Though they’re rarely seen apart at poetry events, they swear they’re just friends. “David is not my type,” Ciara says, “because I know him personally; I know he has these shifts in attitude.” She doesn’t like the way he mouths off sometimes, and his love of trendy clothing gets on her nerves. But she also says they’re too much alike: “We think too much the same; we always jinx, say the same thing at the same time. I don’t like that.” They have an agreement about certain key words that one or the other has claimed. (“Haven” is Ciara’s. So is “configuration.”) “He’s gotta ask me, is this your word?” Ciara says, laughing. “I look at him like, yep, that’s my word, take it out!”

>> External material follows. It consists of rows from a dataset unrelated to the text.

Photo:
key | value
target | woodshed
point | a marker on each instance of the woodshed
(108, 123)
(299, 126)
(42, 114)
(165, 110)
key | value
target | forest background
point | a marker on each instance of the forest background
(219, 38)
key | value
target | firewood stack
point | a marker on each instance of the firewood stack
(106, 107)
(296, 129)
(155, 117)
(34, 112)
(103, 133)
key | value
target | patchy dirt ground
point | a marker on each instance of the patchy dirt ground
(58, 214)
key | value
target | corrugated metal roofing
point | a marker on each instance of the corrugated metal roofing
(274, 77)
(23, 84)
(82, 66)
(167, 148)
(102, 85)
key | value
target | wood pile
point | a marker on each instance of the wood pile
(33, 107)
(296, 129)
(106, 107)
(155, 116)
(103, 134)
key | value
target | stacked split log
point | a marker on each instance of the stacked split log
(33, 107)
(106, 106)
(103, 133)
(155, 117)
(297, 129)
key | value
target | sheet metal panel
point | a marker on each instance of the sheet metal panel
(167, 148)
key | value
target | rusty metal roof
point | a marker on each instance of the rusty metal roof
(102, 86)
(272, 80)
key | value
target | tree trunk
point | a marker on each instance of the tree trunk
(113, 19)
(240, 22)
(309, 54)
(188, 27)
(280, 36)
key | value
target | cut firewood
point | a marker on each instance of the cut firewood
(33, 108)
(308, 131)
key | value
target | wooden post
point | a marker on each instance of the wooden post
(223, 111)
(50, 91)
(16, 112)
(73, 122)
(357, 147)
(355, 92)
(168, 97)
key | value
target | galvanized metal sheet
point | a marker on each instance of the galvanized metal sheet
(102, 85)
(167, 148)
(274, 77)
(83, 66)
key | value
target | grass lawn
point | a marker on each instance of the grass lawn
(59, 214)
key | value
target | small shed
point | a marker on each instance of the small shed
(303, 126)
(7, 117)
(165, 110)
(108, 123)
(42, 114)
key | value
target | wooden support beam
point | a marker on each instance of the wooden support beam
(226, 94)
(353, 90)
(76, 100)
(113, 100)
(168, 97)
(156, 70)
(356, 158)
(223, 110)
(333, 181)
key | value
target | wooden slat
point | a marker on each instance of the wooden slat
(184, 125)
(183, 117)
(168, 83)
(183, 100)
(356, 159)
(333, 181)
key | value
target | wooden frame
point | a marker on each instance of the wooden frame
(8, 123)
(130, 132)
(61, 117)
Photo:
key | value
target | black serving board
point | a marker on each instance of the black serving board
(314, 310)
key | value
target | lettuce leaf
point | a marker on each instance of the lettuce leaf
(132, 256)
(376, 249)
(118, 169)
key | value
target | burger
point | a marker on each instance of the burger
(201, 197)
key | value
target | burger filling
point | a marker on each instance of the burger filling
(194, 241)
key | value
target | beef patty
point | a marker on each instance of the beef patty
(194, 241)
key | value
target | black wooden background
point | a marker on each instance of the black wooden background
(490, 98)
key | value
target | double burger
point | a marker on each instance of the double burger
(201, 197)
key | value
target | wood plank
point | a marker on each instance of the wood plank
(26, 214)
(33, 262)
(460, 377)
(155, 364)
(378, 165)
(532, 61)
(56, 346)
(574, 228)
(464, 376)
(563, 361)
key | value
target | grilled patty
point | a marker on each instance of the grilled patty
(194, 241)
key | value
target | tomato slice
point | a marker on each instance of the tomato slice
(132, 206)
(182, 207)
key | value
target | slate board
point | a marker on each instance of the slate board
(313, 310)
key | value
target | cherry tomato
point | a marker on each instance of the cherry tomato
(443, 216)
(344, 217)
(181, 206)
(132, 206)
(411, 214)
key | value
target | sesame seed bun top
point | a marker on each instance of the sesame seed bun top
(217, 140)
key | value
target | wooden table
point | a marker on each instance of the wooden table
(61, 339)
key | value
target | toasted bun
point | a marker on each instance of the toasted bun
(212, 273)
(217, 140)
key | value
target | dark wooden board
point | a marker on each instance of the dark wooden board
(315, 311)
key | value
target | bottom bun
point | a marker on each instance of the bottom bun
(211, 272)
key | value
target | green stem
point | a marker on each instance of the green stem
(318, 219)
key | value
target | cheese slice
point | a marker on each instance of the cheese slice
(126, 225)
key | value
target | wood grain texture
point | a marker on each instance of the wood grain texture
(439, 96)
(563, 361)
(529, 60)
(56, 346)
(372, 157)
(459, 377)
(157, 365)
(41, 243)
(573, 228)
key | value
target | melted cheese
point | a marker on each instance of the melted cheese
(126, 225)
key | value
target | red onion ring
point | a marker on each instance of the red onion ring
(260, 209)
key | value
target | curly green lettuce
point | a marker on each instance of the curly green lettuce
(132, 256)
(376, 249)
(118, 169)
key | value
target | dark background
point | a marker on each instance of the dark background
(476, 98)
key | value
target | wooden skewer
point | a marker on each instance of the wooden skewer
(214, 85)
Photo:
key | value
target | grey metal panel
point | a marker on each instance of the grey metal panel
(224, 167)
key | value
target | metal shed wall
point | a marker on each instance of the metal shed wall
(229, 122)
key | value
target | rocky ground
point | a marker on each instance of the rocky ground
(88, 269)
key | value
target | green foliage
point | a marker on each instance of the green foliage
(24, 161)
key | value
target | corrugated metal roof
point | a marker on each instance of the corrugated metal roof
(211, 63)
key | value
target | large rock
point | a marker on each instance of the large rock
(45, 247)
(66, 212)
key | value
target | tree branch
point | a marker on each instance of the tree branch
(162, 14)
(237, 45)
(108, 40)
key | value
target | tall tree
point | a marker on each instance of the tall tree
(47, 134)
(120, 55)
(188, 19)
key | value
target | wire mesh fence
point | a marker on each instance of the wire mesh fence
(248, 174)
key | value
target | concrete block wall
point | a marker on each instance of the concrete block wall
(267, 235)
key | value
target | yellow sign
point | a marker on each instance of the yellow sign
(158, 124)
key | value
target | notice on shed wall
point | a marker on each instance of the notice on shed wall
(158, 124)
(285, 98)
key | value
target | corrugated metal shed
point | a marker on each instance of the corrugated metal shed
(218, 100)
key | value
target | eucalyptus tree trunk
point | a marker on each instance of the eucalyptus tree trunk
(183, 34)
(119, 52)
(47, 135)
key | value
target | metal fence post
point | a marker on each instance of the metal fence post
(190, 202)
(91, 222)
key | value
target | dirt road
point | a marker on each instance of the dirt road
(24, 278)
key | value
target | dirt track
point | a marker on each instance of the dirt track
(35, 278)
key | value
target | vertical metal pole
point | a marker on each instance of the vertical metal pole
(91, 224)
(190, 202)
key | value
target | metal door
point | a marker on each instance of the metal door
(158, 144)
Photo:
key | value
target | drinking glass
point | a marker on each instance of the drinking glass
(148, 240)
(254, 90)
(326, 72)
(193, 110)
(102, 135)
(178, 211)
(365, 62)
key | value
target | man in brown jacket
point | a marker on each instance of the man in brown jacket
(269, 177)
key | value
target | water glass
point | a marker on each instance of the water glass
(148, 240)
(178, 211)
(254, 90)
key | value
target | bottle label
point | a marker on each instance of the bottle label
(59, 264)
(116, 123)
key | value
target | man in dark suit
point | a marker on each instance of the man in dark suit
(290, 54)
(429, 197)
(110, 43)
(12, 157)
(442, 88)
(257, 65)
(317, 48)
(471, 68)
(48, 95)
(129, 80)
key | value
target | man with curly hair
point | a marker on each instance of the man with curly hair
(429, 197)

Betts had been slamming for years before she began coaching. She stopped competing herself to focus on writing, but she still sees slam as “a really good opportunity for kids….Performance poetry is a good way to build their confidence and get them to be confident articulating what they’re thinking to others.” During the weeks leading up to 2003’s Louder Than a Bomb, she earned the nickname “Mama” for her moral support and devotion to her students’ work, and for sometimes coming through with rides, cab fare, or a snack at McDonald’s. “She was there for us,” Ciara says, though she admits that when she first worked with Betts, she thought Betts was too strict: “If you came in late she’d stare up at that clock.” Now, she says, Betts is one of the few adults with whom she feels comfortable discussing things like crushes on boys or her fights with her mom.
David tried flattery, telling Ciara that she was the best poet he knew, “for real,” and reminding her that “holding off is your worst trait.” Only after David performed one of his pieces–“Filas,” a critique of brand consciousness and its effect on teenagers’ self-confidence–did she agree to recite “Our Nation’s Rapist,” the poem Betts referred to. David took the baby.